La très très grande majorité ne parle pas anglais. Ils sont en permanence sur leur téléphone (smartphone of course) qu'ils ont toujours à la main, ou parfois autour du cou. Ils ont même développé des coques spéciales avec un anneau pour pouvoir passer le doigt et ainsi avoir toujours leur portable accessible.
Il paraît que pour les jeux de Pékin, on leur avait demandé de ne pas cracher. Je ne sais pas ce qu'il en était avant 2008 mais maintenant qu'ils soient hommes ou femmes, jeunes ou vieux, en débardeur ou en chemise, ça crache en veux-tu en voilà. Parfois trois d'affilée avec le râclement de gorge qui va bien et puis parfois tant qu'à faire on se vide les narines également.
Je n'ai jamais vu autant de balayeurs de rues qu'à Pékin et ils ont de quoi faire car ils jettent tout le temps tout par terre. Par endroit, il y a de grosses poubelles à ciel ouvert. Ils ont bien des poubelles de tri (recyclable et non-recyclable) mais le tri n'est pas vraiment respecté.

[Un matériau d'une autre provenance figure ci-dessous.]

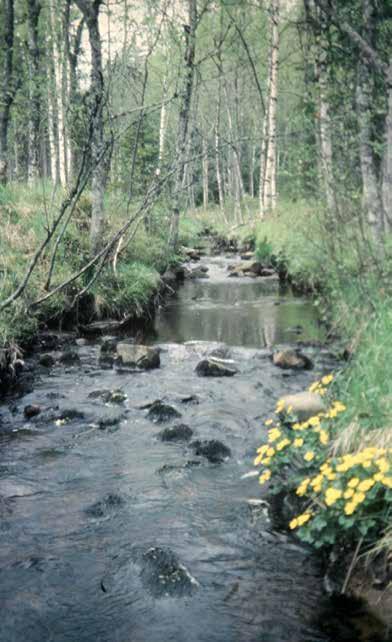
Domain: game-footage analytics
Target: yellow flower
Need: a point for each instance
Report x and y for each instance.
(265, 476)
(282, 444)
(359, 498)
(350, 508)
(382, 465)
(302, 488)
(274, 434)
(263, 449)
(302, 519)
(332, 495)
(324, 438)
(365, 485)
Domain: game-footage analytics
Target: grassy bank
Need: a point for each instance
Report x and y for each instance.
(352, 438)
(126, 289)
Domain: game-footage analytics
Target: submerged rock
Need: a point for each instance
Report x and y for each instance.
(215, 451)
(31, 410)
(178, 432)
(163, 575)
(69, 357)
(293, 359)
(303, 405)
(109, 396)
(160, 412)
(46, 360)
(214, 367)
(138, 356)
(106, 505)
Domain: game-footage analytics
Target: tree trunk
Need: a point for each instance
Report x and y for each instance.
(72, 51)
(99, 170)
(325, 129)
(364, 95)
(270, 195)
(7, 90)
(182, 135)
(387, 157)
(205, 168)
(33, 13)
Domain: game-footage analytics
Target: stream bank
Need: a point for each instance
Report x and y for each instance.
(112, 531)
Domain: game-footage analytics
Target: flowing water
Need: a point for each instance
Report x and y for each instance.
(87, 490)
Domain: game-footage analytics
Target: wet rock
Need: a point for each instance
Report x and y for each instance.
(31, 410)
(106, 327)
(292, 359)
(214, 367)
(52, 341)
(198, 273)
(246, 268)
(105, 506)
(169, 277)
(178, 432)
(110, 418)
(163, 575)
(177, 468)
(303, 405)
(69, 358)
(46, 360)
(108, 345)
(191, 253)
(52, 415)
(160, 412)
(108, 396)
(191, 399)
(215, 451)
(138, 356)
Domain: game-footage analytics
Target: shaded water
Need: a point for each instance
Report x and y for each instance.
(242, 311)
(78, 501)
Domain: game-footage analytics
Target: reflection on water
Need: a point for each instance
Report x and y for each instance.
(77, 501)
(243, 312)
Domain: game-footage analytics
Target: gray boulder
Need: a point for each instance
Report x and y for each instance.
(214, 367)
(291, 359)
(138, 356)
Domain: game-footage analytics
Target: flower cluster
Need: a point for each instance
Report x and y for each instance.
(352, 492)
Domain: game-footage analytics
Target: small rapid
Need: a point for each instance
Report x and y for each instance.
(110, 534)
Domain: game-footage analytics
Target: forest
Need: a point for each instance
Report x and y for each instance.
(138, 142)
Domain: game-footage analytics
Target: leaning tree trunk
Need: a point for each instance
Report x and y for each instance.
(372, 200)
(90, 11)
(7, 88)
(33, 13)
(387, 157)
(270, 192)
(325, 128)
(183, 123)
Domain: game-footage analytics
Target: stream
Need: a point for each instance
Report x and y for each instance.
(109, 534)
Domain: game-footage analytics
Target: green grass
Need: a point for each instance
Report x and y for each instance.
(26, 212)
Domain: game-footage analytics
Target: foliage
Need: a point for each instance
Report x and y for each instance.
(345, 498)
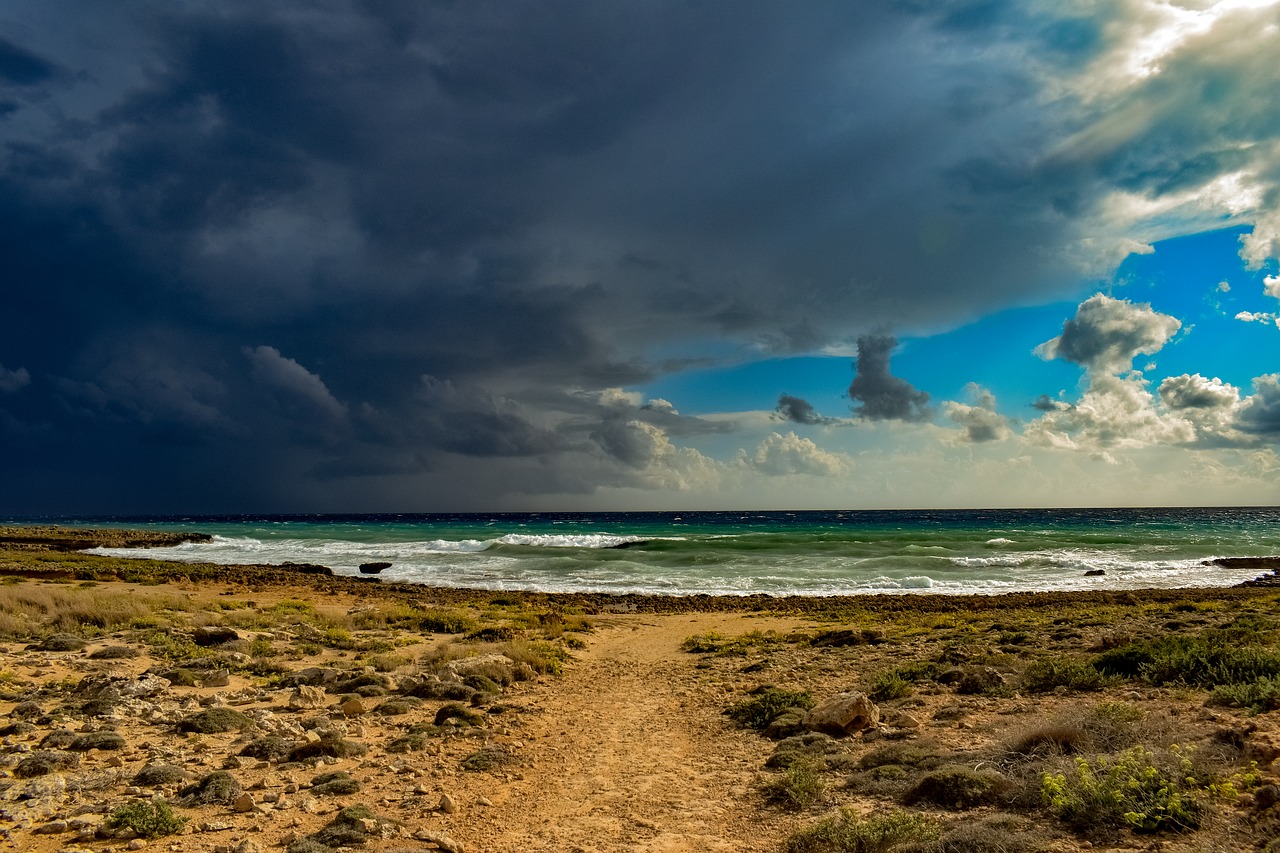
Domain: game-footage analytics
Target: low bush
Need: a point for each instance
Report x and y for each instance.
(1211, 658)
(1134, 789)
(215, 720)
(958, 788)
(1256, 697)
(890, 685)
(444, 621)
(147, 819)
(796, 788)
(766, 705)
(848, 833)
(488, 758)
(1072, 673)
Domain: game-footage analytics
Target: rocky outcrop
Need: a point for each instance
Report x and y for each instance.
(842, 715)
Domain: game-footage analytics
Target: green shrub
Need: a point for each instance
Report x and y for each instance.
(958, 788)
(1207, 660)
(444, 621)
(147, 819)
(1070, 673)
(890, 685)
(766, 705)
(714, 643)
(707, 643)
(215, 720)
(1130, 790)
(848, 833)
(1257, 697)
(544, 658)
(799, 787)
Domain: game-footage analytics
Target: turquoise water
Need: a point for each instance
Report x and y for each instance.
(816, 553)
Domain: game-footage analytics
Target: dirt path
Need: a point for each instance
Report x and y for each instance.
(629, 751)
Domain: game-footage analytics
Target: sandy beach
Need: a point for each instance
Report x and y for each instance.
(188, 707)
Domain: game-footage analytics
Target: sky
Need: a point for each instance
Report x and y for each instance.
(373, 256)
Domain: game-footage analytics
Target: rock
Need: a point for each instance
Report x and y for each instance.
(214, 635)
(904, 720)
(218, 788)
(156, 775)
(218, 678)
(844, 714)
(786, 724)
(44, 762)
(118, 687)
(305, 697)
(59, 643)
(978, 679)
(26, 711)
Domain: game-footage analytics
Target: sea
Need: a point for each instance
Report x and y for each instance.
(744, 553)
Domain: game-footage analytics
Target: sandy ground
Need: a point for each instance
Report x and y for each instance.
(627, 748)
(629, 751)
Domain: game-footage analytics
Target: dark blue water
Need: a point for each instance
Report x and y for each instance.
(821, 552)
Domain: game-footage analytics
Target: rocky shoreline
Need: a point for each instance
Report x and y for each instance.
(150, 705)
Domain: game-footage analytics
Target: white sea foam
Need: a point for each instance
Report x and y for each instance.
(579, 562)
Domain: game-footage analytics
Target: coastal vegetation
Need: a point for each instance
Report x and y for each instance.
(1001, 725)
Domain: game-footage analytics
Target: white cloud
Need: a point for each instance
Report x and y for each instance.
(275, 370)
(667, 466)
(12, 381)
(1261, 411)
(1256, 316)
(981, 420)
(1106, 334)
(1271, 286)
(782, 455)
(1115, 413)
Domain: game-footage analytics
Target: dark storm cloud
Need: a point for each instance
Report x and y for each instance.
(252, 229)
(1048, 404)
(885, 396)
(19, 67)
(799, 410)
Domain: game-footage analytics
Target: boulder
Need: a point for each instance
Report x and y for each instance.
(842, 715)
(307, 697)
(214, 635)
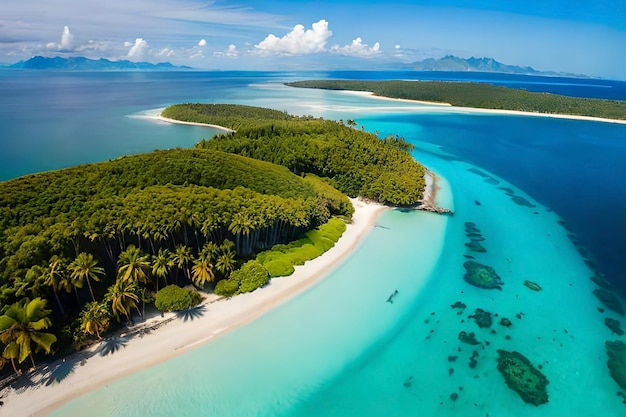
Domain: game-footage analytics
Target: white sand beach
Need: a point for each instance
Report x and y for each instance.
(91, 369)
(447, 107)
(168, 120)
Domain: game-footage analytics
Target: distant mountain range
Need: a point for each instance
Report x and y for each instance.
(454, 63)
(82, 64)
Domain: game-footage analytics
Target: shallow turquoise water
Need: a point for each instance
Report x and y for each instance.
(340, 349)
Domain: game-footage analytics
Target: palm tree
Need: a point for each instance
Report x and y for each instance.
(161, 265)
(123, 296)
(95, 318)
(85, 268)
(202, 271)
(134, 265)
(226, 258)
(182, 258)
(53, 275)
(21, 326)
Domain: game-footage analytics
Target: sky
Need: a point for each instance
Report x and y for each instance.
(576, 36)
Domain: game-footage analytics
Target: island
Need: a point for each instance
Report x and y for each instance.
(479, 96)
(86, 251)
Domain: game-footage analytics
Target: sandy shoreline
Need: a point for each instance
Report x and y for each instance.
(449, 107)
(90, 369)
(168, 120)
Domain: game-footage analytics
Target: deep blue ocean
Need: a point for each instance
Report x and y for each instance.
(325, 353)
(57, 119)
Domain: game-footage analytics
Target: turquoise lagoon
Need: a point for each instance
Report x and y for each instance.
(340, 349)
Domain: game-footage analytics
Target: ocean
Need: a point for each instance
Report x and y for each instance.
(546, 195)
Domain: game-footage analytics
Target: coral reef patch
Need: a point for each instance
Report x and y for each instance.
(532, 285)
(522, 377)
(609, 300)
(482, 276)
(616, 351)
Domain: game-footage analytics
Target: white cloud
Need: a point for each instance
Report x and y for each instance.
(231, 52)
(67, 41)
(166, 52)
(296, 42)
(357, 48)
(138, 49)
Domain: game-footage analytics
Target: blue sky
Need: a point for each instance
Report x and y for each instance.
(576, 36)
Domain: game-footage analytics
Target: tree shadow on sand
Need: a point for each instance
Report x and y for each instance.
(59, 372)
(112, 345)
(191, 313)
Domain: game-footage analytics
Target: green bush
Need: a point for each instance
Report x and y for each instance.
(173, 298)
(226, 287)
(279, 267)
(250, 276)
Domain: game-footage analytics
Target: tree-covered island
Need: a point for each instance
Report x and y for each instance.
(478, 95)
(82, 248)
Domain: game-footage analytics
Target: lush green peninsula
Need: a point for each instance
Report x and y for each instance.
(82, 247)
(478, 95)
(355, 162)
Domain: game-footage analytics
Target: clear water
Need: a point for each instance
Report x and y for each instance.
(340, 349)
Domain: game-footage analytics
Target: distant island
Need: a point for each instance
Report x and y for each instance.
(479, 96)
(454, 63)
(80, 63)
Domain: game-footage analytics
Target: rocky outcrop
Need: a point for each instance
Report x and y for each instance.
(482, 276)
(522, 377)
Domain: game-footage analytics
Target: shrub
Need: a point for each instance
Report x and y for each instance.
(250, 276)
(226, 287)
(173, 298)
(279, 267)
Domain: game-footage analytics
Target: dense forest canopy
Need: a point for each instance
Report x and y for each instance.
(356, 162)
(478, 95)
(86, 245)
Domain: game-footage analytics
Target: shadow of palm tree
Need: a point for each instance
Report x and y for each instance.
(112, 345)
(59, 372)
(191, 313)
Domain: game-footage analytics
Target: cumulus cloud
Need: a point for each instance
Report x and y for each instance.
(231, 52)
(138, 49)
(67, 41)
(166, 52)
(357, 48)
(296, 42)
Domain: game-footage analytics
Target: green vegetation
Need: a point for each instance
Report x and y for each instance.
(175, 298)
(353, 161)
(281, 259)
(249, 277)
(478, 95)
(98, 242)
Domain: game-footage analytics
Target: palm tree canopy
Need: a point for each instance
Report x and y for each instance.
(134, 265)
(21, 325)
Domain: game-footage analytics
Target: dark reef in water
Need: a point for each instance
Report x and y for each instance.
(469, 338)
(482, 318)
(609, 300)
(617, 361)
(532, 285)
(522, 377)
(614, 325)
(482, 276)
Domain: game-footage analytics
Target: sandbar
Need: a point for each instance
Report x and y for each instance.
(43, 390)
(447, 107)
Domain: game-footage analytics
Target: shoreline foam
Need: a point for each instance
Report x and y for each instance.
(41, 396)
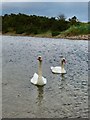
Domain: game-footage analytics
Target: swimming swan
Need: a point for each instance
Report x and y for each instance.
(38, 79)
(59, 69)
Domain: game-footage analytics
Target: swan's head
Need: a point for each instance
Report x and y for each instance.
(63, 60)
(39, 59)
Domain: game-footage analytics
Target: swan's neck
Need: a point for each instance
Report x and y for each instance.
(40, 70)
(62, 65)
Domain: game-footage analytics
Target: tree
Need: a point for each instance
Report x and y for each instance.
(61, 17)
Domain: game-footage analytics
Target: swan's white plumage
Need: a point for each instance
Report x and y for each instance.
(36, 81)
(58, 69)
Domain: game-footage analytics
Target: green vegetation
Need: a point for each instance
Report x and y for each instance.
(39, 25)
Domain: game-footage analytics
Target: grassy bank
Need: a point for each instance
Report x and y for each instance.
(39, 26)
(81, 32)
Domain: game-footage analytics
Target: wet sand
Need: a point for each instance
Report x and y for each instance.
(62, 96)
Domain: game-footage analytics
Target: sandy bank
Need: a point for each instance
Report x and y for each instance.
(79, 37)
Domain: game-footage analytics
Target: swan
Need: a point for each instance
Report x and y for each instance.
(59, 69)
(38, 79)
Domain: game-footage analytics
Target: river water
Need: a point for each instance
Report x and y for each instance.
(62, 96)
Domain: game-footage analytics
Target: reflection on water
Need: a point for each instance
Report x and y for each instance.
(39, 95)
(64, 95)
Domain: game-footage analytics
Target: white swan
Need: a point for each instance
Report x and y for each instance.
(59, 69)
(38, 79)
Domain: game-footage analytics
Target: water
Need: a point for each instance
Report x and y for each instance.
(62, 96)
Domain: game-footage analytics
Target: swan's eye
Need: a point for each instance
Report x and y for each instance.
(40, 58)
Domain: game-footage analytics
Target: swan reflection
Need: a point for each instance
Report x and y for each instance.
(40, 95)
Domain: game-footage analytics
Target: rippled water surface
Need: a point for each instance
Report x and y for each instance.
(62, 96)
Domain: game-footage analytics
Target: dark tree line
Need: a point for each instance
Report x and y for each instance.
(22, 23)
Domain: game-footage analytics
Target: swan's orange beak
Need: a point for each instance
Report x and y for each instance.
(39, 58)
(64, 61)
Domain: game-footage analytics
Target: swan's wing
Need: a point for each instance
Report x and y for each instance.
(44, 80)
(34, 78)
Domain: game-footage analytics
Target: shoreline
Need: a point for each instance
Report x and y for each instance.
(79, 37)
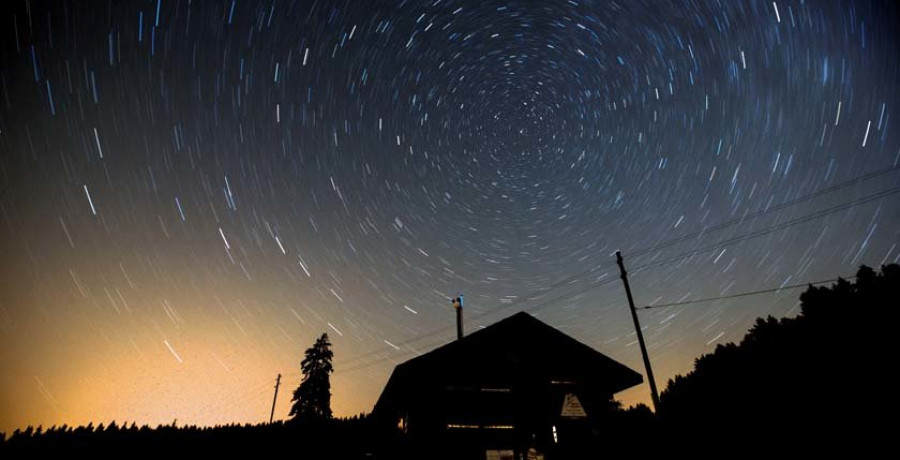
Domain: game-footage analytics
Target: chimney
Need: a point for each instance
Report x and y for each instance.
(457, 305)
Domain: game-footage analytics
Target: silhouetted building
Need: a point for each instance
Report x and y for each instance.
(514, 386)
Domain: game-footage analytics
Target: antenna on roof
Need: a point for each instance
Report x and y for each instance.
(457, 305)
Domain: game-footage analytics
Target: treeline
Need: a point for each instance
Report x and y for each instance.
(817, 381)
(320, 439)
(821, 378)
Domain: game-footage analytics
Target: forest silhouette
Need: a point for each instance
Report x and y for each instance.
(811, 383)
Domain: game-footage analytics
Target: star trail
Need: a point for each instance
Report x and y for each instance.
(192, 192)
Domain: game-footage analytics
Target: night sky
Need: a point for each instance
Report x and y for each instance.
(192, 192)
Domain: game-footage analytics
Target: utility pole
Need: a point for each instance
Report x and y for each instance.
(277, 384)
(637, 327)
(457, 305)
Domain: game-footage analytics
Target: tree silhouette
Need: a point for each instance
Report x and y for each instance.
(312, 398)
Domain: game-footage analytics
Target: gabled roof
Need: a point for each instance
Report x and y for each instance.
(516, 351)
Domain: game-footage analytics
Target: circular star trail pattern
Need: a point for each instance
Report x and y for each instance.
(193, 191)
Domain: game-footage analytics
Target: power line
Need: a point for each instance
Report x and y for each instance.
(731, 241)
(767, 210)
(761, 232)
(743, 294)
(775, 228)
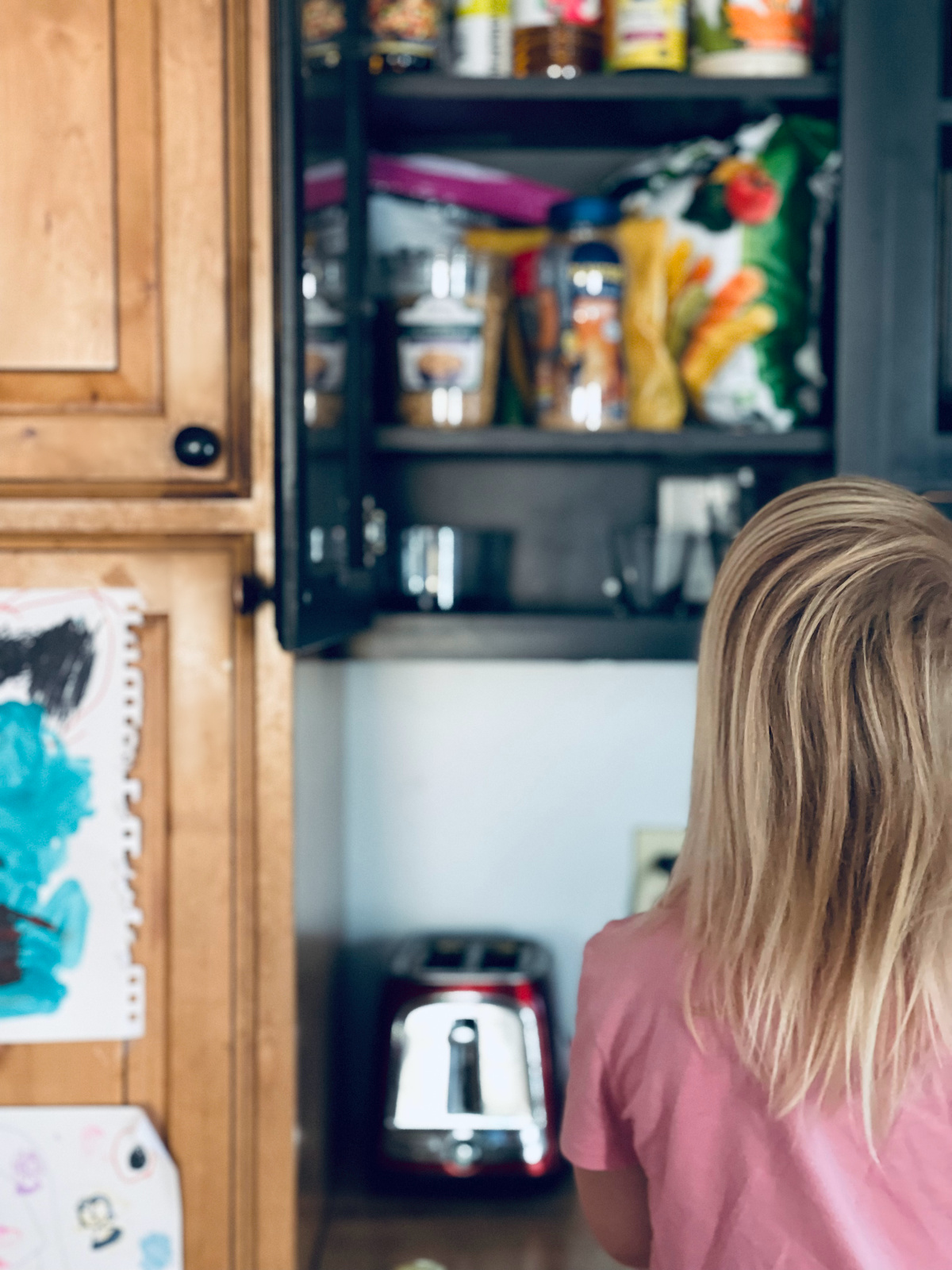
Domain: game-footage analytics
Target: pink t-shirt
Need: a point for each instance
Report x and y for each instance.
(731, 1187)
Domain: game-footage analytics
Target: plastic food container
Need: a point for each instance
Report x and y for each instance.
(771, 40)
(450, 317)
(325, 327)
(579, 364)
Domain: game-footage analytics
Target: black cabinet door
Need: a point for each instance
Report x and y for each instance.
(323, 563)
(888, 418)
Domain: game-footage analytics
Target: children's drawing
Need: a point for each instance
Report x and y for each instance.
(86, 1187)
(70, 713)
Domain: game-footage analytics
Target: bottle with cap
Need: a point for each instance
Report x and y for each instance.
(579, 365)
(559, 38)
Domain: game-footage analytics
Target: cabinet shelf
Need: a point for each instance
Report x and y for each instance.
(554, 637)
(689, 442)
(638, 87)
(435, 111)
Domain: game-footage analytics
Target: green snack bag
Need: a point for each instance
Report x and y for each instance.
(747, 229)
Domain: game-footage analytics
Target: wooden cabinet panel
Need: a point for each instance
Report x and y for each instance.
(194, 1070)
(56, 71)
(124, 239)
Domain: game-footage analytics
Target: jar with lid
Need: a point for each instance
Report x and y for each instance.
(559, 38)
(579, 365)
(450, 314)
(404, 35)
(325, 325)
(647, 35)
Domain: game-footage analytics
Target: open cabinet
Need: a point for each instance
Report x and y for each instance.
(348, 491)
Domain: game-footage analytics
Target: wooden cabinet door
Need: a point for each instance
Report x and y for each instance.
(124, 253)
(198, 1066)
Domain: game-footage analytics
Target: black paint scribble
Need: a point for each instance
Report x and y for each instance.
(10, 971)
(59, 662)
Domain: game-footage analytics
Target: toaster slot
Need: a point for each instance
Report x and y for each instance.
(463, 1094)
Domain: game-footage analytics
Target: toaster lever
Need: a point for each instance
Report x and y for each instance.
(465, 1094)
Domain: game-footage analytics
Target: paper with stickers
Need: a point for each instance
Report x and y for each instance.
(70, 713)
(84, 1187)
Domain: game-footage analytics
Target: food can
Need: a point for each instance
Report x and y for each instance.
(404, 35)
(482, 38)
(647, 35)
(752, 37)
(323, 22)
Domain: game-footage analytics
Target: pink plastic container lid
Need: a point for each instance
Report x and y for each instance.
(443, 181)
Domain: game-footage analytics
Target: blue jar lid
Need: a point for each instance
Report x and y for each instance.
(583, 211)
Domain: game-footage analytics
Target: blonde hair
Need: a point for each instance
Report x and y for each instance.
(816, 873)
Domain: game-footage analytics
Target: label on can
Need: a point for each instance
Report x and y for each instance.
(412, 23)
(484, 38)
(649, 35)
(436, 357)
(547, 13)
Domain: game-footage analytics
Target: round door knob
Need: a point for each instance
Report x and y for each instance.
(197, 446)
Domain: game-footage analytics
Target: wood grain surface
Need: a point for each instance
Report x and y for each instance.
(543, 1233)
(57, 225)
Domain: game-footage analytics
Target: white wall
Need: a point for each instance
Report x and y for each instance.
(505, 794)
(319, 776)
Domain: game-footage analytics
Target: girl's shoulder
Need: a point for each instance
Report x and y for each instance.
(644, 952)
(632, 975)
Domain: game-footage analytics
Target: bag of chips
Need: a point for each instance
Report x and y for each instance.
(746, 233)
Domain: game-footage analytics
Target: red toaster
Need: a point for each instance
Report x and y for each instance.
(469, 1087)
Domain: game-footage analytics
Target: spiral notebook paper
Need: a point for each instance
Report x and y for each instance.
(70, 714)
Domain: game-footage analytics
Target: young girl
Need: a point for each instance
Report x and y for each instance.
(761, 1075)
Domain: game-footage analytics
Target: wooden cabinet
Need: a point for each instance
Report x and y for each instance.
(135, 235)
(194, 1070)
(124, 244)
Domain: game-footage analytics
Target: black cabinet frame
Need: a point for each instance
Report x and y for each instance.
(892, 114)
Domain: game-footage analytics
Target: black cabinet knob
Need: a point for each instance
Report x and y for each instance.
(197, 446)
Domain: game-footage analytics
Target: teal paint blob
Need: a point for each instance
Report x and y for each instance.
(156, 1251)
(44, 794)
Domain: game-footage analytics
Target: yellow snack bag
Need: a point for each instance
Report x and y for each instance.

Les adeptes de la consommation raisonnée et du zéro déchet (donc je commence à faire partie) ont de quoi se rendre malades.
Ici, ils achètent local. Tout est fait "made in China" même les fautes d'orthographe. On voit pas mal de slogans ou d'imprimés en français mais il y a très souvent ou bien une faute d'orthographe ou une tournure maladroite. Cela me fait sourire à chaque fois. Quant au marques occidentales, ils aiment bien porter du Galvin Klein, du Celvin Kelin, du Emporio Ararmani, ... Certaines marques sont détournées comme NIKE qui devient NIEK et se pare d'une deuxième petite virgule à l'intérieur de la première.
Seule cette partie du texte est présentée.